Google: Pages And Posts Have Equal Ranking Opportunity
Google SEO companies and webmasters strive to create relevant content for their website to cater to their target audience’s needs. This typically comes in the form of either web page content and blog posts. But some SEO companies and website owners wonder: is there a difference in the way Google ranks these types of content?
A site owner recently asked John Mueller if Google ranks pages and posts differently. Mueller discussed that Google could not distinguish between web pages and blog posts when indexing and ranking content, which means that a web page can rank as high as a blog post.
The Difference Between Pages And Blog Posts
Pages are a site’s foundation; they contain the most important information about a significant topic, mostly about the website’s niche. Online businesses and site owners optimise a page’s parent topic, which is the highest-searched keyphrase, containing the essential details one should know about the product or service that the site is offering.
Blog posts, on the other hand, can be treated as “add-ons” to supplement the web pages. Such content is all about the topics related to the website’s niche but is not necessarily directly relevant to the site’s product or service. Businesses and webmasters usually create blog posts with the specific nature of the subject or timeliness in mind, so their related topics are not practical for the overarching page. Some common topics include announcing upcoming events, sharing industry trends, or answering frequently answered questions.
Another difference between the two is that web pages are constant, while blog posts are published regularly – although publishers also update the former from time to time. Readers also turn to blogs and pages for completely different reasons. People read web pages to seek information about the business site or its products and services. On the other hand, blog posts are much more helpful at providing information about a specific topic.
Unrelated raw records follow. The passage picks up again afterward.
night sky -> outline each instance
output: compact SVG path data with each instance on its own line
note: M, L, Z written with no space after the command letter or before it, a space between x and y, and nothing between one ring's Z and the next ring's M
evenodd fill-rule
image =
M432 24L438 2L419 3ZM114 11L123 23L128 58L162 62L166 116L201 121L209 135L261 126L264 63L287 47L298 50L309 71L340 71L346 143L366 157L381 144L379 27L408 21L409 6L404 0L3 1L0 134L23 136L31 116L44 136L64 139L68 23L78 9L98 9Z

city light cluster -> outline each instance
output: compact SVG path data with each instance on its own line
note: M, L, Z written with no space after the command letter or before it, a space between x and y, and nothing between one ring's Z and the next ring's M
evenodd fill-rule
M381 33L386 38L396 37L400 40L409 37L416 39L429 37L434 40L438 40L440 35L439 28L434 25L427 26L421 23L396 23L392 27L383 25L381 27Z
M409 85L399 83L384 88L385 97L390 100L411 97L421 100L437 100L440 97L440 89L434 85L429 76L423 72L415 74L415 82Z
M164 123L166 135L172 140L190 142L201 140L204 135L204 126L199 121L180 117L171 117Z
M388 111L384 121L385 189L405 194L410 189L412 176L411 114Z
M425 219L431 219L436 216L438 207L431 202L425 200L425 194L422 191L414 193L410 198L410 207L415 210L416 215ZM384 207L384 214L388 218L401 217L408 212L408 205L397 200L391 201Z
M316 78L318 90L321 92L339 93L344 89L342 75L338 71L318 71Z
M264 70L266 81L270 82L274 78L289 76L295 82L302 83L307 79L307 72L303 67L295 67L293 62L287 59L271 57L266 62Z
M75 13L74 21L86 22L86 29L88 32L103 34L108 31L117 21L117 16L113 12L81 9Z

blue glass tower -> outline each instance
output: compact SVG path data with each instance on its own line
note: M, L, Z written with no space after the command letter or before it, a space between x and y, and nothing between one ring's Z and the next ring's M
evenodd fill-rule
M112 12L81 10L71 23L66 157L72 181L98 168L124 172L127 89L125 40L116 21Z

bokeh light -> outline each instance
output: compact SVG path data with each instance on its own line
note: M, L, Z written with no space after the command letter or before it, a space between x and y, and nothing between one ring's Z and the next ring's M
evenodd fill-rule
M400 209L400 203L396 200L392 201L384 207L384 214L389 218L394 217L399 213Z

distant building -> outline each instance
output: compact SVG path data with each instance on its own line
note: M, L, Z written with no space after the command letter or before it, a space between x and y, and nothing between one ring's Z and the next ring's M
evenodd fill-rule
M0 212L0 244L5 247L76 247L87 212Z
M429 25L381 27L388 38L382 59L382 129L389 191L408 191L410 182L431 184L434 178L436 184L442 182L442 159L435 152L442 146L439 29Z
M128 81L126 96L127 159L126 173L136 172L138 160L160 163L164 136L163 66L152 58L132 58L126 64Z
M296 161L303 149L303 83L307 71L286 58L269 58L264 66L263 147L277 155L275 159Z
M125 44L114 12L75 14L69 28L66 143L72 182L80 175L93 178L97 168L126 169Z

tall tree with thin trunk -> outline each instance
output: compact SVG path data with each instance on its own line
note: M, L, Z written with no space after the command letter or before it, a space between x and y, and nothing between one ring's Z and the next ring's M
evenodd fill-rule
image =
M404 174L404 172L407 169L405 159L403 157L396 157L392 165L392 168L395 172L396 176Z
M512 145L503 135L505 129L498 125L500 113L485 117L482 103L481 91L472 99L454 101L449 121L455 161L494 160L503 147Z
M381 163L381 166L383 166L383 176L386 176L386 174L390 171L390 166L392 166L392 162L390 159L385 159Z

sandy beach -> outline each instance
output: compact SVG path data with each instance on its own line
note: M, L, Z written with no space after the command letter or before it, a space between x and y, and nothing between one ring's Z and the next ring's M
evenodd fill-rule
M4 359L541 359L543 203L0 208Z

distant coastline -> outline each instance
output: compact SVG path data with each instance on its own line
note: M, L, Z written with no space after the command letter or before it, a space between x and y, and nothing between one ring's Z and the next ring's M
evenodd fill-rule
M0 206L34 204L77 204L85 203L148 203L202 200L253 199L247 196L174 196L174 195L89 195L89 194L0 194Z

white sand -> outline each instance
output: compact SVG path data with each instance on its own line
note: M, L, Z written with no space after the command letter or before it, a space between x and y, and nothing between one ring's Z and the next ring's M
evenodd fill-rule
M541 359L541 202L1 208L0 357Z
Mueller Comments On Ranking Posts And Pages
Mueller discussed how Google ranks posts and pages in the weekly SEO hangout on 4 June. A website owner explained that their blog posts do not get as much traffic as their web pages, particularly the services pages. The person asked if Google treats content published as blog posts differently from other types of content.
In response, Mueller said that a blog post’s traffic is irrelevant to where a piece of content is published. He added that Googlebot probably can’t discern between a blog post and a page. The only difference between the two is something that has to do with WordPress or the backend within the CMS that site owners use. SEO companies and website owners do this to organise their content, but Google cannot actually recognise the difference.
So, when Google looks at the content, they simply consider it as an HTML page and rank it based on the content and how it is linked within a website. It does not matter if it is a web page, a blog post, or an informational article. Googlebot sees it all as an HTML page with content interlinked within the website.
The person then asked another question, this time about using longer URLs. They thought that longer URLs on blog posts might be causing problems.
According to Mueller, the URL itself is probably not the cause of the problem. Instead, online businesses and site owners should look at how they link their blog posts from other web pages on their websites.
He said that if more internal links are directed to web pages than blog posts, then Googlebot will consider those pages more important than other posts. Moreover, when blog posts do not link to other web pages on a website, the search engine would not accurately assess the level of importance, which is a massive challenge for Google SEO companies and webmasters who want to boost their search rankings.
Mueller, however, admitted that he does not know the person’s website, so it is quite challenging to say. But his best guess is that their blog section has a different internal linking from the services section and other parts of the website.
Because of the different internal linking in different parts of the website, Google sees the blog content as unrelated to the links or page type. In this case, the search engine might not recognise that this piece of content is an important part of the website. Therefore, if blog posts do not get as much traffic as the services page or other web pages, businesses and webmasters should add more internal links.
Linking to a site’s recent blog posts always lets Google know that the content is a crucial part of the website. One could also add contextual URLs to relevant blog posts from high-ranking content pages.
What Is More Important In Terms Of Content?
It is important for businesses and site owners to expand and refine their web pages over time – but so is keeping blog feeds active. When investing time and resources into creating content, publishers are torn between blog posts and web pages. But there is one guiding rule that one should follow: pages are a business site’s cornerstone; therefore, publishers should prioritise them in their content marketing strategy.
Although web pages often rank high due to the comprehensive content they provide, blogs can also rank impressively in search results. The important thing to note is that Google prefers relevant, up-to-date content for users, regardless of type. After all, the best way one can optimise their websites is by catering to the needs of their target audience; what pleases the readers also pleases Google.